OK, maybe he's not quite serious on that point, but Opfer says that children compare certain fractions more accurately than adults do. So if your salary offers are given as fractions-- like dollars per day or dollars per month, your five year old probably does have an advantage.
Opfer studies how children perceive the world, and how that changes over time. Lately he's been working on how they think about numbers. To find out how children, adolescents and adults think numbers are spaced, he uses a number line exercise.
"Imagine a very long line that runs from left to right," Opfer said. "And on one end of the line will be, say, zero. And on the other side of the line will be another number, say a thousand. And then we just ask children to place a number on the line, say where would a hundred go, where would ten go, where would five hundred go, and so forth."
In this task, children reveal a fundamental misperception about numbers. They space small numbers farther apart, and crunch the big numbers together. On the line, they place 100 closer to 1000 than to 1.
By sixth grade or so, they usually have it sorted out, and place 100 closer to the 1 where it belongs.
Take the inverse of all these numbers, though, and the tables are turned. If the number line is flanked by fractional values rather than whole numbers or decimals, it's the grown-ups who get confused.
Faced with a number line that went from 1/1 to 1/1000, adults generally thought that 1/100 belonged at the 1/1 end. Oops. They were ignoring the fact that 1/100 and 1/1000 are both really tiny numbers, and spaced the fractions based on the spacing of the denominators.

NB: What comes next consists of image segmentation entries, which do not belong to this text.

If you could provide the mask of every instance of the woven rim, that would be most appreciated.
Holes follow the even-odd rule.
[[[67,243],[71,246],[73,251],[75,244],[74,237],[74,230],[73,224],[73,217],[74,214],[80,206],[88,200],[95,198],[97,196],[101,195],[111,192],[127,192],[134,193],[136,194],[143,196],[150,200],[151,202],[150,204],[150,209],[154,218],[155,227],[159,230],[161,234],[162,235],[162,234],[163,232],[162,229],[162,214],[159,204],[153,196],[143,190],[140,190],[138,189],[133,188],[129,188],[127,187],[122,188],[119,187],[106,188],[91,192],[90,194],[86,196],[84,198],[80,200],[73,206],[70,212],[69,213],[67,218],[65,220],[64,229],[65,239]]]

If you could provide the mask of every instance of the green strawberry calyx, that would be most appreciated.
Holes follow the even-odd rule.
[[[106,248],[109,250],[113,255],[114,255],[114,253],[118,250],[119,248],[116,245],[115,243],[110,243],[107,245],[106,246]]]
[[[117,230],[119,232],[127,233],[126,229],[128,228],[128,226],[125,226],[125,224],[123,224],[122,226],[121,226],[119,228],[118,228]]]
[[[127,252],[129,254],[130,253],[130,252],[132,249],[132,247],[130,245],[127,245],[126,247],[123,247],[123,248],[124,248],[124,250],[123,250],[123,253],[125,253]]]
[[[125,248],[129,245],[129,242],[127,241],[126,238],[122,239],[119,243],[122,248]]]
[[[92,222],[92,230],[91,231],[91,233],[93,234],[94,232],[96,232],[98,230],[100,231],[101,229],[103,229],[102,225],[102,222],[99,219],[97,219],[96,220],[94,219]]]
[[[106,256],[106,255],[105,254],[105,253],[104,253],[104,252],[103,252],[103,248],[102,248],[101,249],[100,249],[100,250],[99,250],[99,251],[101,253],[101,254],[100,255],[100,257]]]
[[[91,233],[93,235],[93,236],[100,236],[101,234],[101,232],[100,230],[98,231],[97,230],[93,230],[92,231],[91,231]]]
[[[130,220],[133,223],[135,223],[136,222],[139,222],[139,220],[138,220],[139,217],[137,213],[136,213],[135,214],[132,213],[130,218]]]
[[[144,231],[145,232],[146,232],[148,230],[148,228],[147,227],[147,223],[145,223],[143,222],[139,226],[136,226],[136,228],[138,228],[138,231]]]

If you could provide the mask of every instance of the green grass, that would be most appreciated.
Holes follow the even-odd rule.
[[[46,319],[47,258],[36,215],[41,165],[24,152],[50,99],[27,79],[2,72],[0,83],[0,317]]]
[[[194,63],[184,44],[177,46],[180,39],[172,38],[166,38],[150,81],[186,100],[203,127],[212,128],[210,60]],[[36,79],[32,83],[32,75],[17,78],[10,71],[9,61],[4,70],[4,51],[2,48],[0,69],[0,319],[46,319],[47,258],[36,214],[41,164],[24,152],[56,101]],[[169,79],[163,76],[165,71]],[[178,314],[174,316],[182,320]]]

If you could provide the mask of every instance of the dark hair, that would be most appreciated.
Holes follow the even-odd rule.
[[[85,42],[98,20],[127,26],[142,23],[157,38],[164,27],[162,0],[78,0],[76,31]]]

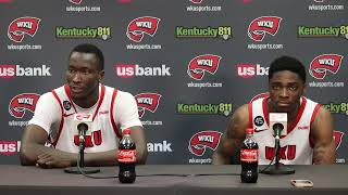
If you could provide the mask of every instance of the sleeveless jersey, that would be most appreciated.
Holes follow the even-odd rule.
[[[253,136],[259,144],[260,165],[270,164],[275,152],[273,130],[269,127],[268,99],[261,98],[249,103],[249,122],[254,129]],[[294,122],[288,126],[287,134],[281,136],[279,162],[285,165],[312,164],[313,148],[310,142],[310,129],[319,108],[320,104],[304,96],[301,98],[301,105]]]
[[[105,152],[117,147],[120,132],[113,117],[113,106],[117,90],[100,84],[99,100],[90,108],[82,108],[73,103],[67,84],[52,90],[52,94],[61,107],[61,121],[58,131],[51,131],[51,144],[61,151],[78,153],[78,131],[73,129],[76,113],[91,114],[91,134],[86,135],[85,152]]]

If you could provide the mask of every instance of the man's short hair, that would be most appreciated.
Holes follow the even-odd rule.
[[[96,54],[96,56],[97,56],[97,58],[99,61],[99,70],[103,70],[104,69],[104,56],[103,56],[101,50],[98,47],[96,47],[95,44],[90,44],[90,43],[78,44],[72,50],[72,52],[69,55],[69,57],[71,57],[73,52],[94,53],[94,54]]]
[[[303,64],[291,56],[281,56],[275,58],[269,69],[269,80],[272,79],[273,75],[277,72],[289,70],[297,74],[300,79],[306,83],[306,69]]]

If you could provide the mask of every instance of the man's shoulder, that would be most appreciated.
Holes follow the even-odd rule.
[[[112,93],[114,90],[116,90],[117,91],[116,99],[134,99],[134,95],[129,92],[122,91],[117,88],[113,88],[113,87],[109,87],[109,86],[104,86],[104,87],[105,87],[107,91],[110,91]]]

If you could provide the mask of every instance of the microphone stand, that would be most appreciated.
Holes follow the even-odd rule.
[[[64,169],[64,172],[73,173],[73,174],[91,174],[96,172],[100,172],[100,169],[95,167],[85,167],[85,133],[86,130],[79,130],[79,146],[78,146],[78,159],[77,167],[67,167]]]
[[[281,139],[279,131],[276,131],[275,135],[275,162],[271,165],[261,173],[264,174],[294,174],[295,169],[286,167],[284,164],[279,162],[279,150],[281,150]]]

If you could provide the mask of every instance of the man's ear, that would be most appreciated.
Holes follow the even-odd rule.
[[[104,70],[99,72],[99,82],[104,78],[104,75],[105,75]]]

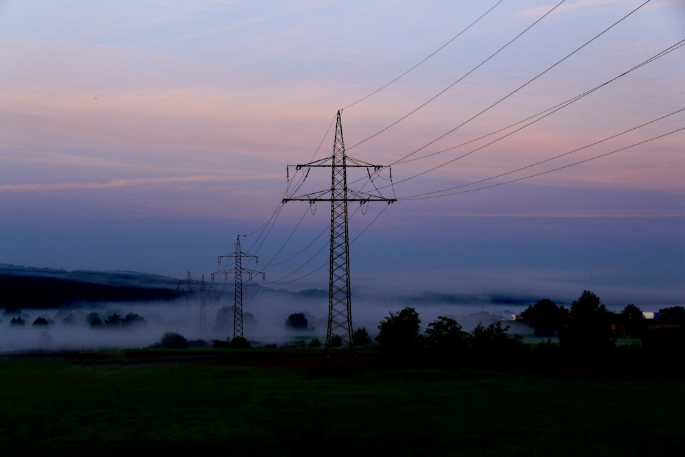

Kids also placed the fractions based on the denominators. But because they thought 100 was closer to 1000, two wrongs made a right and their fractional placements were accidentally accurate.
"They weren't dead on because in truth 1/100 and 1/1000 are both really close to zero so they should be very close together," Opfer said. "And children didn't put it very close together but they put it pretty close together and so the result is they were a lot better than adults."
When the number line problems were stated in dollars instead of plain fractions, the kids still did better. For example, they made more accurate placements of the relative value of earning a dollar per day versus a dollar per hundred days than did adults.
When the fractions are converted to decimals, the adults are back in the game. They also do just fine if fractions have a common denominator. Adults can compare dollars per day to pennies per day it's dollars per day versus dollars per hundred days that poses the problem.
Opfer says this discovery about the way people perceive numbers has implications for understanding how they interpret prices and discounts and how they manage their money.
"Numbers are the very stuff that finance is made of," he said. "Just take away the dollars and it's all a numbers game."
So if the financial decisions require comparing fractions-- adults, stand forewarned. Convert those fractions to decimals, or find a second grader.
Opfer presents his findings in Nashville this week at the annual meeting of the Cognitive Science Society.